Had to admit my MIL to hospital. She cant take care of herself and is beyond home heat or assisted living, but doest meet criteria for nursing home. WTF. She almost set house on fire, cant keep track of meds, and has a colostomy bag that she cant take care of. It really must suck being 92 and knowing there is nobody that can take care of you. The criteria is way off for placement!
I've been going through some of the same stuff, but thankfully I'm not suicidal. I got into trouble trying to walk home. I got lost! I called an assisted living facility, but they refused to even interview me. I have only been seen by a Neurologist twice, and he's diagnosed me with anything, but Dementia. So according to him, I guess it is not time for the needed diagnosis yet. Uughr!
 
Changing4Best I am so sorry. This is such bullshit with diagnosis. There needs to be more help. My MIL shouts out anger to others and they don't react like I do. I try not to react, but I do internally. She has always treated others like gold and me like crap.
Today my husband challenged me on my thinking and after a lot of soul surching, I think I am not capable of being the person that takes her to dr appointments and such. In the past, she has hit me with cane and been very sassy, but I know she is old and I have accepted it.

However, we have this history of her trying for force her will on me, even when she didn't have dementia. The worst was when she got my 3 yr old drunk with spiked fruit salad, and my daughter ended up with a learning disability. I had put this in the back of my mind....but its there...and I would rather not take her to dr. appointments or anything else for that matter. Tomorrow I will go and meet the home health person.
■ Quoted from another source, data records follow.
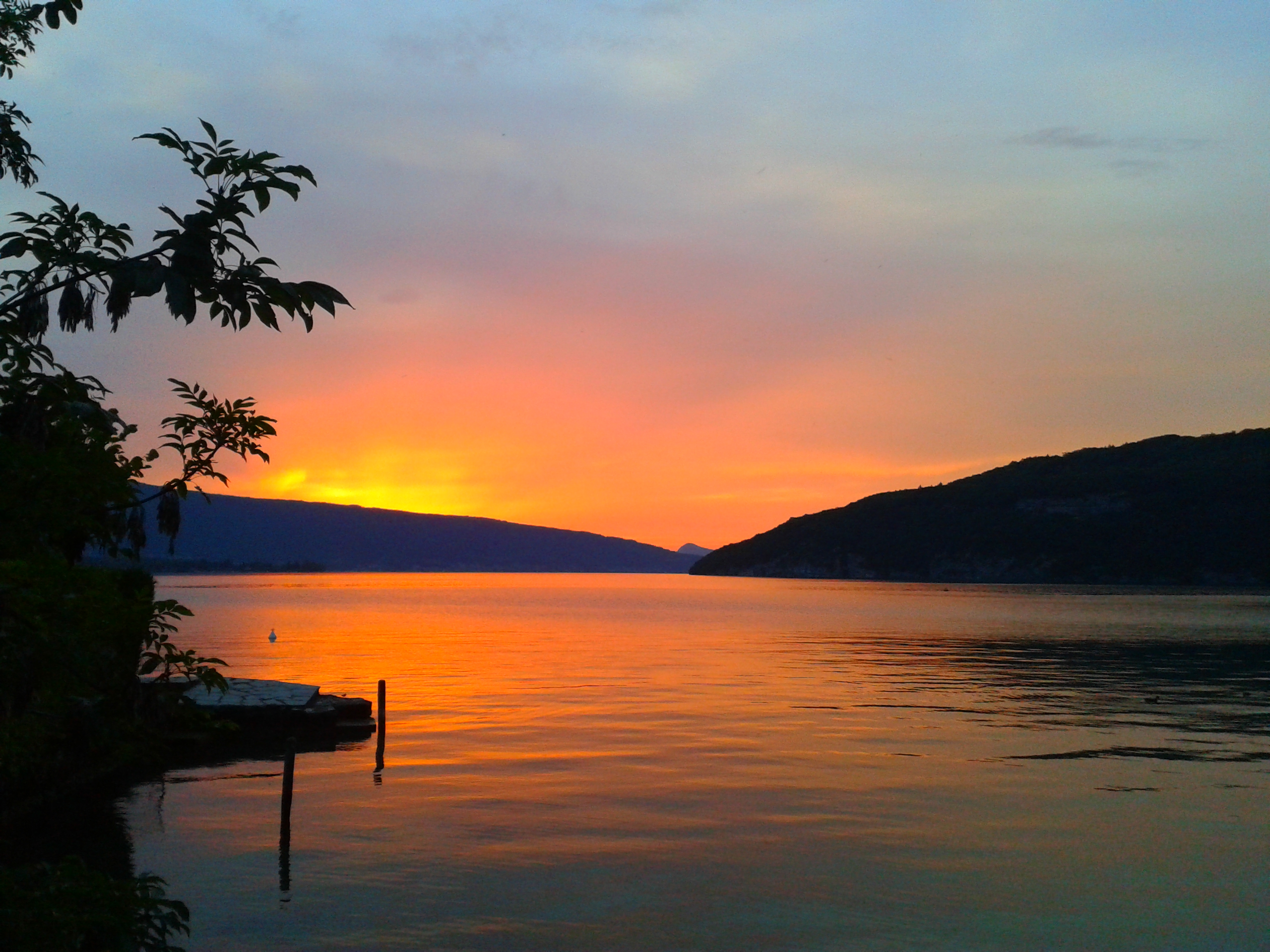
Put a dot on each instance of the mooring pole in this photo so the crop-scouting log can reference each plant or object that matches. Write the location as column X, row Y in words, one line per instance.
column 289, row 778
column 380, row 728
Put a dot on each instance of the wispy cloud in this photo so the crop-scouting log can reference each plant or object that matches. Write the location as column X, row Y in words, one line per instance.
column 1071, row 137
column 1137, row 168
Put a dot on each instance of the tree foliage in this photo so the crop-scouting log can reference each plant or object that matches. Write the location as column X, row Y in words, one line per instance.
column 73, row 639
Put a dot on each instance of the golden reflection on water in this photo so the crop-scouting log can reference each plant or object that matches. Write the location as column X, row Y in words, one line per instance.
column 671, row 762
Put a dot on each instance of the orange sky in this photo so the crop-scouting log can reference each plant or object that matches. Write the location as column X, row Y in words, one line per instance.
column 679, row 273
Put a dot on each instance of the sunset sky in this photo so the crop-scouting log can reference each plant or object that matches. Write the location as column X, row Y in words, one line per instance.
column 681, row 271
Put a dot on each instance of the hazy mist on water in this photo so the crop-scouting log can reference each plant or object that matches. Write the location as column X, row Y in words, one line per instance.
column 661, row 762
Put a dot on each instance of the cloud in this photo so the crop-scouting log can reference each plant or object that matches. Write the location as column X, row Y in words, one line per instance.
column 1137, row 168
column 1071, row 137
column 1064, row 137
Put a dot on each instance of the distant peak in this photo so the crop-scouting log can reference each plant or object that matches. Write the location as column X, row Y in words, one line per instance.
column 689, row 549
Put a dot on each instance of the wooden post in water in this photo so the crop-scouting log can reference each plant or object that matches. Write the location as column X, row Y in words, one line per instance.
column 289, row 778
column 380, row 726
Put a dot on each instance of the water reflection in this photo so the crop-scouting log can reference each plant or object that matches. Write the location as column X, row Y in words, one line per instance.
column 1214, row 695
column 648, row 763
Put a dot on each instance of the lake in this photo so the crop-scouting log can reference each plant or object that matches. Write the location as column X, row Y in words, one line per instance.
column 665, row 762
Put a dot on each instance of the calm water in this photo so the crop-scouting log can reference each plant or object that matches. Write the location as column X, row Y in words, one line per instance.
column 581, row 762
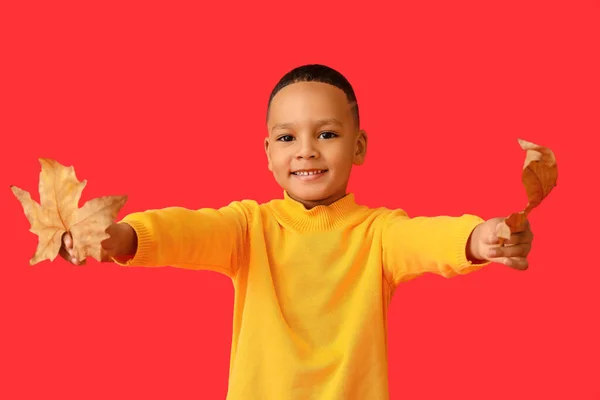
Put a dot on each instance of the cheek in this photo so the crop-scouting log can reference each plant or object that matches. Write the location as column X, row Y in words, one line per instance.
column 280, row 161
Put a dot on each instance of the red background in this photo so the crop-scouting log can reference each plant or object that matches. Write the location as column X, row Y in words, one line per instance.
column 166, row 103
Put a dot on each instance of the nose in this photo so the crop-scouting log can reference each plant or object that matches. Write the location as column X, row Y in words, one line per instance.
column 307, row 149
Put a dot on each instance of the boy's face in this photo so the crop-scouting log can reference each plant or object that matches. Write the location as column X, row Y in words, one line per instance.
column 313, row 142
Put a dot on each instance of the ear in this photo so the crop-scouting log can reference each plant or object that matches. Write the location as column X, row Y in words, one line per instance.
column 267, row 143
column 361, row 148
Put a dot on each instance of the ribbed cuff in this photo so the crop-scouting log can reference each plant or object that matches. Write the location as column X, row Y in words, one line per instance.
column 464, row 230
column 145, row 244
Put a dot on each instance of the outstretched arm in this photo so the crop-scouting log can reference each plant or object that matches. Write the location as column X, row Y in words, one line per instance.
column 447, row 246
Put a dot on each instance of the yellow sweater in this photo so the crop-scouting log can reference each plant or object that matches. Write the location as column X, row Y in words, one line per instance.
column 312, row 287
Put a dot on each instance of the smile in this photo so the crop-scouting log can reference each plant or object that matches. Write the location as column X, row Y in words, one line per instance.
column 309, row 174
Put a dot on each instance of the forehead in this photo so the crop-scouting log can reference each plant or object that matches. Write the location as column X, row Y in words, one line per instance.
column 303, row 102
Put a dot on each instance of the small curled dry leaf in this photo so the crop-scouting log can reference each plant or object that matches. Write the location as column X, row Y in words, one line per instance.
column 539, row 177
column 58, row 212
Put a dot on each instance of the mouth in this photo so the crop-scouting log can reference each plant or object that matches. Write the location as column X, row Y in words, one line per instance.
column 309, row 174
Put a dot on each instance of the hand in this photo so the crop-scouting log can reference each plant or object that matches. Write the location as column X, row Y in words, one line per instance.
column 484, row 245
column 122, row 241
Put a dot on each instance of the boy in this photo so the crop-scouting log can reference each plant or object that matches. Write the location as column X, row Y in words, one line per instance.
column 313, row 272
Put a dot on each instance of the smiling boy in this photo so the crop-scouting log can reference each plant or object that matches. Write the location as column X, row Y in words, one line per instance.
column 314, row 272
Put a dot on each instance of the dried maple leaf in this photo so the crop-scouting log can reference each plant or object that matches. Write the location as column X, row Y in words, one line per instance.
column 539, row 178
column 58, row 212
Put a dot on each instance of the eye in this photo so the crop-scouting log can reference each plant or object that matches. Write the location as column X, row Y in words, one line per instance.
column 285, row 138
column 327, row 135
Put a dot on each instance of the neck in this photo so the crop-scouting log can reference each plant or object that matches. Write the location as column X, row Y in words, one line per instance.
column 310, row 204
column 324, row 216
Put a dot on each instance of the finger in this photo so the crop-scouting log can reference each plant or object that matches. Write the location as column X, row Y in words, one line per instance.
column 520, row 238
column 69, row 257
column 67, row 240
column 518, row 263
column 517, row 250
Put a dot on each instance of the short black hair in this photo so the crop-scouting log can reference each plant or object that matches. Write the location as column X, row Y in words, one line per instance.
column 318, row 73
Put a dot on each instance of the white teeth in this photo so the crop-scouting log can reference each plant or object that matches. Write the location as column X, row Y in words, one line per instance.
column 305, row 173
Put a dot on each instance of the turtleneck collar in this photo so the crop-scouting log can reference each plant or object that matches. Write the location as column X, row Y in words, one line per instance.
column 322, row 217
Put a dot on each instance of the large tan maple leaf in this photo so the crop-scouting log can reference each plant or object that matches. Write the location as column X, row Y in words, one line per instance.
column 539, row 177
column 58, row 212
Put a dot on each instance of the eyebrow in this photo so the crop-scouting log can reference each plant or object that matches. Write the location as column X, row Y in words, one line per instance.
column 320, row 122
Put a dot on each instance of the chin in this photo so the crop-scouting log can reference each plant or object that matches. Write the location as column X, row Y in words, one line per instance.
column 309, row 194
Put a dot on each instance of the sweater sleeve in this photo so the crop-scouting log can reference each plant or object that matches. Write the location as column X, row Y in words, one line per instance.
column 209, row 239
column 414, row 246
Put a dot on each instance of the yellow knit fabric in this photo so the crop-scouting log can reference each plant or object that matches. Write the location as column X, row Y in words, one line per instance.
column 312, row 287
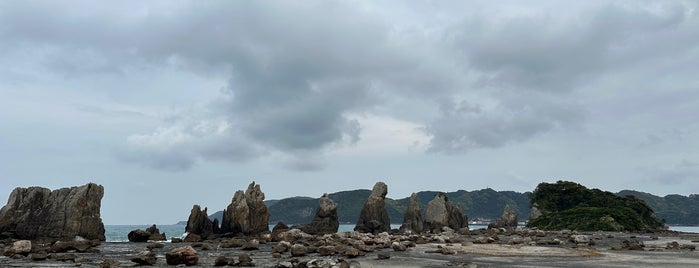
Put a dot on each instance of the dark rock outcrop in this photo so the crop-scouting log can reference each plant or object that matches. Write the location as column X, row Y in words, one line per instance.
column 199, row 222
column 183, row 255
column 325, row 221
column 412, row 219
column 441, row 213
column 35, row 213
column 374, row 217
column 507, row 221
column 155, row 234
column 247, row 213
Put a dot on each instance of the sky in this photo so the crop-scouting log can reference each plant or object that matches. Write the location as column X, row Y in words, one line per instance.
column 173, row 103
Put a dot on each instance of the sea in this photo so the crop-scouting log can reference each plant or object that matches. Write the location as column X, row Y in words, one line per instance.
column 119, row 233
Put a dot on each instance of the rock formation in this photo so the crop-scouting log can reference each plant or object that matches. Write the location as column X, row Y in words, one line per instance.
column 247, row 213
column 325, row 221
column 508, row 220
column 199, row 222
column 374, row 217
column 35, row 213
column 412, row 220
column 440, row 213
I told my husband that after that, he needs to hire her care.

Fact is, I didn't like her when she was 60, and I dont like her at 92. I may sound like a cold bitch, but I cant help it. She worked to split up our marriage and we did spend over 10 yrs separated, with my husband living with her and at her beckoning call. She was the happiest then.

I dont need a man but cant live in the house we own without help. Im disgusted. Every chance she has, she shows him her vagina and colostomy bag and I dont think this is normal even in elderly. I need to step out of this.